Biodiversity Net Gain
Biodiversity net gain is an approach to development and land management that leaves biodiversity in a measurably better state than before, after first avoiding and minimising harm.
To measure biodiversity net gains and assess the impacts of planning applications, we use biodiversity metrics. Our guidance document on how biodiversity metrics should be applied to your development is available from the Countryside Team and below.
We aim to ensure that all developments achieve a net gain of biodiversity however, sometimes it is not always possible to avoid a causing a net loss. Where residual losses of biodiversity are unavoidable, developers can pay to create habitat of equal or greater value to wildlife. This is called biodiversity offsetting and is a key mechanism to deliver biodiversity net gain.
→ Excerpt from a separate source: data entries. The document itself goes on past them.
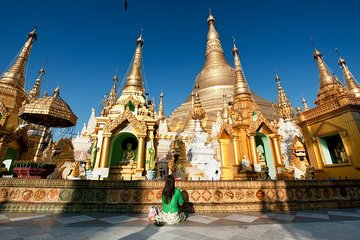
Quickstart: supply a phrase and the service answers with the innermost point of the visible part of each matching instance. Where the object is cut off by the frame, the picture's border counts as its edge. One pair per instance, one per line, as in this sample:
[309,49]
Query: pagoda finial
[161,114]
[351,84]
[56,92]
[306,107]
[16,74]
[241,88]
[286,111]
[134,81]
[329,86]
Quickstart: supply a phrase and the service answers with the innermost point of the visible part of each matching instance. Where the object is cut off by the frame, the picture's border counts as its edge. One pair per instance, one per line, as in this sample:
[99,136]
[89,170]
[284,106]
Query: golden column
[278,159]
[141,154]
[253,148]
[104,157]
[235,142]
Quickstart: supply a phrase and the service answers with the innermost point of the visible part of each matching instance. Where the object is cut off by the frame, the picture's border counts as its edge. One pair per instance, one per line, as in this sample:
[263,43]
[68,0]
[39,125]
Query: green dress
[170,211]
[173,205]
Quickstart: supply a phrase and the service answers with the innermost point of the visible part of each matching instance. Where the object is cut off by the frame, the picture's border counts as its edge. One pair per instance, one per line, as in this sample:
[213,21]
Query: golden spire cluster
[161,114]
[351,85]
[306,107]
[197,112]
[113,95]
[243,102]
[241,88]
[35,91]
[286,111]
[134,82]
[214,54]
[330,88]
[15,76]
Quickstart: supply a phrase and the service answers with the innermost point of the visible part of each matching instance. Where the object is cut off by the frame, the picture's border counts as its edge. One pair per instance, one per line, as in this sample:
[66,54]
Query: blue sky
[84,41]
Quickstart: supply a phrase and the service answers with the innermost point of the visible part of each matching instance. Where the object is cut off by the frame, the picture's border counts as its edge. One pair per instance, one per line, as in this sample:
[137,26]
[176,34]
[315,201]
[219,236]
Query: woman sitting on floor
[171,199]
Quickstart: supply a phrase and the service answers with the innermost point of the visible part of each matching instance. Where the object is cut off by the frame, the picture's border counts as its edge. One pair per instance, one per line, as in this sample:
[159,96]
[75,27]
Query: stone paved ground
[308,224]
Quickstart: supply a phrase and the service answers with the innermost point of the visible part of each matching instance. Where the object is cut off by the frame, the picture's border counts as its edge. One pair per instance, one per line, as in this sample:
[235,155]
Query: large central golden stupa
[215,79]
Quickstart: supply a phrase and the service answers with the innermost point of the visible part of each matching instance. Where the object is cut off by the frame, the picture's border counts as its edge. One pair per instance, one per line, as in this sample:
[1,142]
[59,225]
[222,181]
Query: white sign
[100,173]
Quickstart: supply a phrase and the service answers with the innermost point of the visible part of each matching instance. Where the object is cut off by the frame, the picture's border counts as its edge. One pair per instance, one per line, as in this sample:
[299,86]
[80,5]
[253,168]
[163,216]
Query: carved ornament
[125,101]
[139,126]
[4,113]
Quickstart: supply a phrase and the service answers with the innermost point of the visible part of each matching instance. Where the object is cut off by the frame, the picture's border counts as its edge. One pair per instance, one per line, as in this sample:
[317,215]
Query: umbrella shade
[48,111]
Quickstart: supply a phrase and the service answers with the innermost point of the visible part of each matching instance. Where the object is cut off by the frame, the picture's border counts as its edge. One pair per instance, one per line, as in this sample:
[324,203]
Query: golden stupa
[215,79]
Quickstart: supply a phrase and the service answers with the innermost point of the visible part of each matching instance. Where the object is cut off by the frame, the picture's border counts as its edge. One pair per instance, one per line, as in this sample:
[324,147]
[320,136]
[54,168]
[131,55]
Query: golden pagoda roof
[35,91]
[215,79]
[15,76]
[285,109]
[134,82]
[50,111]
[161,114]
[351,83]
[329,88]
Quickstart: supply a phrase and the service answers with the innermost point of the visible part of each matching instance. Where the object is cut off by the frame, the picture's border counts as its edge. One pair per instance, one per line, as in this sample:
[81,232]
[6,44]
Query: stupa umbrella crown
[49,111]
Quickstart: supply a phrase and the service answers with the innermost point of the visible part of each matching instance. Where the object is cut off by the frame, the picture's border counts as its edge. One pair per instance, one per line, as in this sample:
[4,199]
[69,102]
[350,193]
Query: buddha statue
[245,163]
[129,154]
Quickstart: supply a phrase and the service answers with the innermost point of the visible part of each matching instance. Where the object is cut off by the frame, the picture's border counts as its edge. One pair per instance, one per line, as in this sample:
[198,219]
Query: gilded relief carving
[112,124]
[4,113]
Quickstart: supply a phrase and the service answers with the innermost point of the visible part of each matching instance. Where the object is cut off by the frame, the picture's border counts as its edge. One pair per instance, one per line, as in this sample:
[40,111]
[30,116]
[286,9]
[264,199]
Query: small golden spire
[35,91]
[113,95]
[134,82]
[329,88]
[306,107]
[56,92]
[351,84]
[225,110]
[285,109]
[197,112]
[241,88]
[161,114]
[16,74]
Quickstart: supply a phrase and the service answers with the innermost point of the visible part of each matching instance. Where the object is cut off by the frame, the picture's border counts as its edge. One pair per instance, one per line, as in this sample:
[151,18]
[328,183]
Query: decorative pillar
[38,154]
[222,152]
[104,157]
[235,141]
[141,154]
[3,150]
[254,156]
[277,151]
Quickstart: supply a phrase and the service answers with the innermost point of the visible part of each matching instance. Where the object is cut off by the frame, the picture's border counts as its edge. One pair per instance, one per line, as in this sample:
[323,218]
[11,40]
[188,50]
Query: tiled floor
[324,224]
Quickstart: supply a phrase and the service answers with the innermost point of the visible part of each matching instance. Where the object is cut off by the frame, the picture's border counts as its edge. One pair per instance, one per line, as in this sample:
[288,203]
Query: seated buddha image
[340,153]
[129,155]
Biodiversity offsetting is a form of compensation, the final step in the mitigation hierarchy. Developers must be able to demonstrate that impacts on ecology and biodiversity could not reasonably be avoided or mitigated before biodiversity offsetting will be considered.
Biodiversity offsetting may not be suitable in all instances, particularly when proposals impact designated sites, irreplaceable habitats or priority habitats. Biodiversity offsetting is provided at the discretion of the Countryside Team, following a comprehensive review of the proposed development.
Where biodiversity offsetting is required there are a number of offsetting providers who are able to deliver the required biodiversity offsetting agreements, including the Trust for Oxfordshire’s Environment and Environment Bank.